Mudança na mistura pode afetar componentes do sistema de combustível e influenciar consumo
O Conselho Nacional de Política Energética (CNPE) deve anunciar nesta quarta-feira (8) o aumento da mistura obrigatória de etanol anidro na gasolina, que passará de 30% para 32%. A medida busca reduzir os efeitos da variação do preço internacional do petróleo.
A alteração na composição do combustível gera atenção no setor automotivo, principalmente em relação a veículos mais antigos ou importados que não foram projetados para operar com maior concentração de etanol. O principal ponto envolve a compatibilidade dos materiais presentes no sistema de combustível.
O etanol tem capacidade de absorver água, o que pode favorecer processos de corrosão e acelerar o desgaste de componentes que mantêm contato direto com o combustível. Entre as peças que podem sofrer impacto estão tanque, bomba de combustível, linhas de combustível, bicos injetores, câmara de combustão, pistões e vedações.
Especialistas apontam que a resistência desses itens depende do projeto de cada veículo e de testes realizados pelas montadoras. Em modelos mais antigos, o risco se concentra na menor capacidade de adaptação à nova proporção de etanol.
Outro efeito associado à mudança é o aumento no consumo de combustível. Como o etanol possui menor poder calorífico em relação à gasolina, o motor pode demandar maior volume para gerar a mesma quantidade de energia. No uso diário, essa diferença pode ser pouco perceptível.
Oficinas mecânicas também indicam possíveis impactos em componentes como borrachas e mangueiras, que podem ressecar, além de bombas e bicos injetores sujeitos à oxidação. Entre os sinais que podem surgir estão dificuldade na partida, marcha lenta irregular, perda de potência e falhas durante acelerações.

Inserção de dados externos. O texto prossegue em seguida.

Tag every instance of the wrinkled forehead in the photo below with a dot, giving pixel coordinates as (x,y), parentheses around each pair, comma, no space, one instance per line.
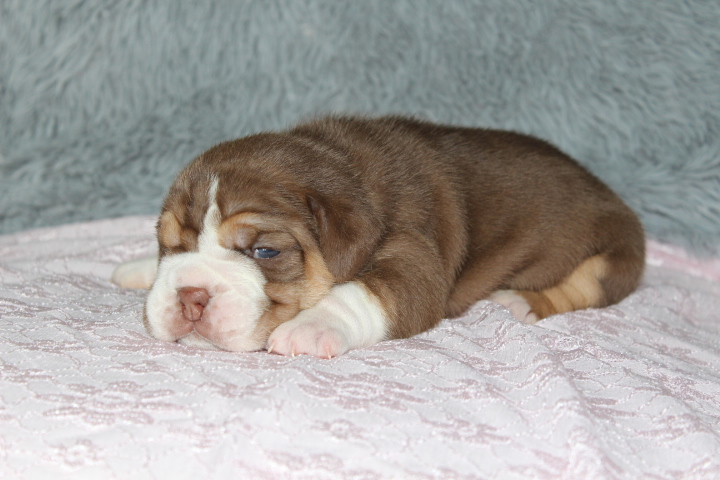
(225,210)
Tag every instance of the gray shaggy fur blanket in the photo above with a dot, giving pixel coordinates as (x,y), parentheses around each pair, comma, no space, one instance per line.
(101,103)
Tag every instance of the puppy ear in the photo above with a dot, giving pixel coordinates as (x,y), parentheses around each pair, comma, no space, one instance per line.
(347,233)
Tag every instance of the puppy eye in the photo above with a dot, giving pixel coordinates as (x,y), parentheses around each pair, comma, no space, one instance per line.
(265,253)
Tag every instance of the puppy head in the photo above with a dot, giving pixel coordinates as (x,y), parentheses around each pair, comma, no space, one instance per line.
(246,241)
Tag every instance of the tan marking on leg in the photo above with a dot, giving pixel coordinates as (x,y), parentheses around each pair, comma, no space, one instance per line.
(581,289)
(169,230)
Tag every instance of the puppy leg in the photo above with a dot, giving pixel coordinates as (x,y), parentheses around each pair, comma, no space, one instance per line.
(593,283)
(137,274)
(348,317)
(403,292)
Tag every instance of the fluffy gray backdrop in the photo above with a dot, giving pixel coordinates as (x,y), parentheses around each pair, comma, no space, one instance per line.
(102,102)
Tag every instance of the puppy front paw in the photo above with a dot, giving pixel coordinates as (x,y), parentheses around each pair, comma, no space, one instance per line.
(310,333)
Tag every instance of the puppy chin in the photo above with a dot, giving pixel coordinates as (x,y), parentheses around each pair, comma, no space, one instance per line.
(194,339)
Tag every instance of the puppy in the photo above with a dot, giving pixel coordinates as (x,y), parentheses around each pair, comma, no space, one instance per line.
(345,231)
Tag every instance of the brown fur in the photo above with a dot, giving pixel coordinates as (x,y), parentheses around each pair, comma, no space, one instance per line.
(430,218)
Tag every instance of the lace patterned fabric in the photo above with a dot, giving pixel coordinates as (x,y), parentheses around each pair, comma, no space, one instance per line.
(630,391)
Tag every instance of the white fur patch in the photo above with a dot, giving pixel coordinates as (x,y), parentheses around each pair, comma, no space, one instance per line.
(234,284)
(348,317)
(517,305)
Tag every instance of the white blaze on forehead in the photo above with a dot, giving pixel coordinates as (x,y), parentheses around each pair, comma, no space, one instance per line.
(233,281)
(208,241)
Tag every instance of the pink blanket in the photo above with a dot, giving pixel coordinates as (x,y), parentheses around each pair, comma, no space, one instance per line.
(631,391)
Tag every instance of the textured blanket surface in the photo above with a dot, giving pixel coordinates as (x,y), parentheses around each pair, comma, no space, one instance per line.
(631,391)
(102,102)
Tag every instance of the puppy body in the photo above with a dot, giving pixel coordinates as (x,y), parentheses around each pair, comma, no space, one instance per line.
(346,231)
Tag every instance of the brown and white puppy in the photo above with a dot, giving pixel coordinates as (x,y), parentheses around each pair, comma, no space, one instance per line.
(343,232)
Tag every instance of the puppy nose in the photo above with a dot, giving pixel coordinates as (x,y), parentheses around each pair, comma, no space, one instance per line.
(193,301)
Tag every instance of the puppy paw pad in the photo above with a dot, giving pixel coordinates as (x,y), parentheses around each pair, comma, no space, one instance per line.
(316,338)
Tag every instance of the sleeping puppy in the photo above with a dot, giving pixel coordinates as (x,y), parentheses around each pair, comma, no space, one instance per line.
(344,231)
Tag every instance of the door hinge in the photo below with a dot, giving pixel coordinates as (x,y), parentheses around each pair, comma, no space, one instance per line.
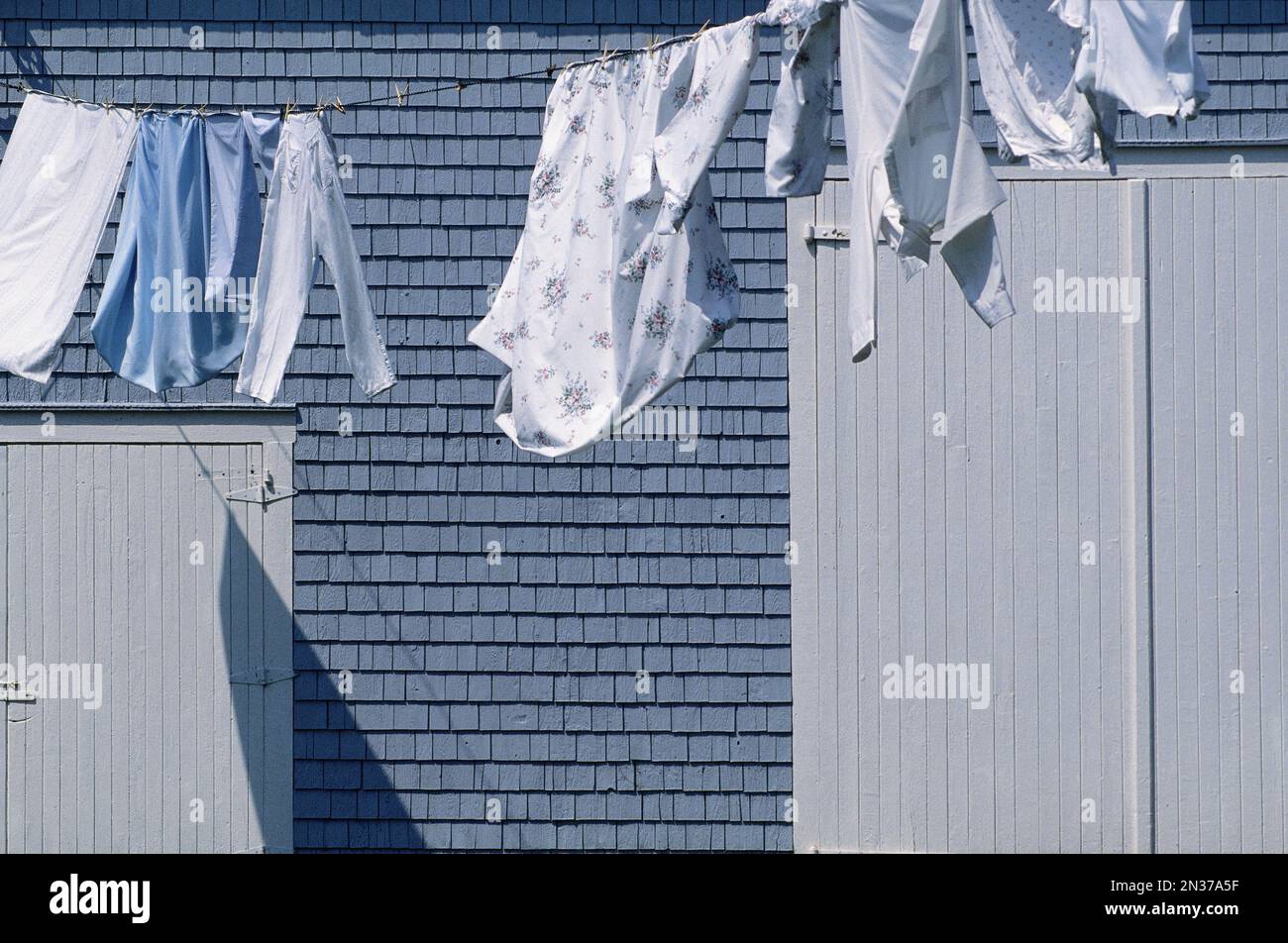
(827,234)
(16,693)
(262,677)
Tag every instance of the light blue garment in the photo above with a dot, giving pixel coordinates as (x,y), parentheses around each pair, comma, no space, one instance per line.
(176,298)
(235,221)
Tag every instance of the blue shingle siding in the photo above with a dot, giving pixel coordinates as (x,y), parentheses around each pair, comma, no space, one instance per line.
(513,681)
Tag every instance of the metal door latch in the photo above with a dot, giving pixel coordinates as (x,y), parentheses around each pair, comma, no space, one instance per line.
(263,677)
(14,693)
(263,489)
(827,234)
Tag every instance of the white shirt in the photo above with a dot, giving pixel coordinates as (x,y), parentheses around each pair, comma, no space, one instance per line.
(914,163)
(1025,72)
(1140,52)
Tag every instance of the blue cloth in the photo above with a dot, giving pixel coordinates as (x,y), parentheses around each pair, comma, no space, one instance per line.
(176,296)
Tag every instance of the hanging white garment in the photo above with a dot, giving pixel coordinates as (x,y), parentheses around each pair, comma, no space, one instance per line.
(1138,52)
(1025,69)
(914,163)
(60,172)
(621,275)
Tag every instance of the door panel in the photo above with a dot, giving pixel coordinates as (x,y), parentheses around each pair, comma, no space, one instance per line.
(967,496)
(129,558)
(1220,472)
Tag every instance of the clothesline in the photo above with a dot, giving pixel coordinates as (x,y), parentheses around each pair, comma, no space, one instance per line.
(399,97)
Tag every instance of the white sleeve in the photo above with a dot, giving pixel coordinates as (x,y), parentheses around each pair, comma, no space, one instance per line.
(800,127)
(682,154)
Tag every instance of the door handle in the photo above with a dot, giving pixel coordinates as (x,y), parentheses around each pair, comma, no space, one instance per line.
(13,692)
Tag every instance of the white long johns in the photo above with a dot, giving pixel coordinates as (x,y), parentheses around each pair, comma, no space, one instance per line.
(58,179)
(305,222)
(914,163)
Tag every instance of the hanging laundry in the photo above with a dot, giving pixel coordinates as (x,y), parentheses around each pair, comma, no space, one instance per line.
(1025,71)
(914,163)
(304,223)
(1138,54)
(621,275)
(171,313)
(236,224)
(59,176)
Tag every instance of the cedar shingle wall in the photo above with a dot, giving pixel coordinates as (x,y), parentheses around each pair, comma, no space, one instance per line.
(518,681)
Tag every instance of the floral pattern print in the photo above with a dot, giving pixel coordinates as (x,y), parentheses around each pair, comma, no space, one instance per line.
(658,321)
(546,182)
(721,278)
(606,191)
(636,266)
(575,399)
(554,292)
(621,268)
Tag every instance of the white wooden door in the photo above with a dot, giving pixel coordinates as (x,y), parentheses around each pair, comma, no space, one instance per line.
(147,622)
(1057,500)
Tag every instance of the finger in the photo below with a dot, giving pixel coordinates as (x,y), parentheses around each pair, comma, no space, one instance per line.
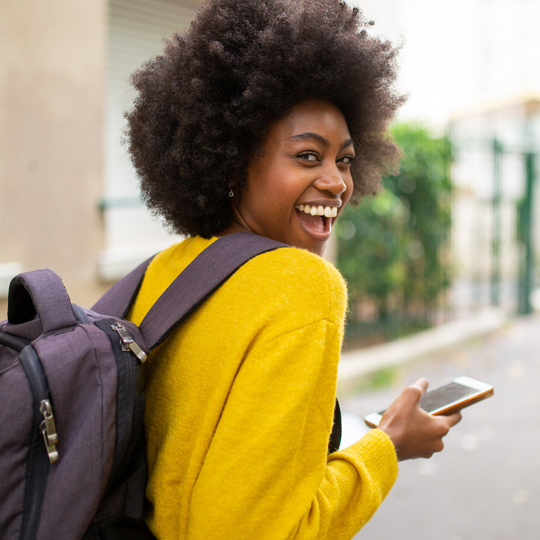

Os efeitos tendem a ser mais frequentes em veículos fabricados há cerca de 20 ou 30 anos, especialmente aqueles com carburador ou sistemas de injeção eletrônica mais simples. Esses modelos não possuem mecanismos automáticos de ajuste da mistura de combustível. Já veículos mais recentes utilizam a Unidade de Controle Eletrônico (ECU), que monitora o funcionamento do motor e ajusta a injeção conforme a necessidade.
A nova proporção de etanol também pode acelerar o entupimento do filtro de combustível, ao desprender resíduos acumulados no tanque, além de reduzir a vida útil das velas de ignição em motores não adaptados.
Especialistas indicam que eventuais problemas tendem a ocorrer em veículos que não foram projetados para operar com maior teor de etanol ou que utilizam componentes incompatíveis com esse tipo de combustível.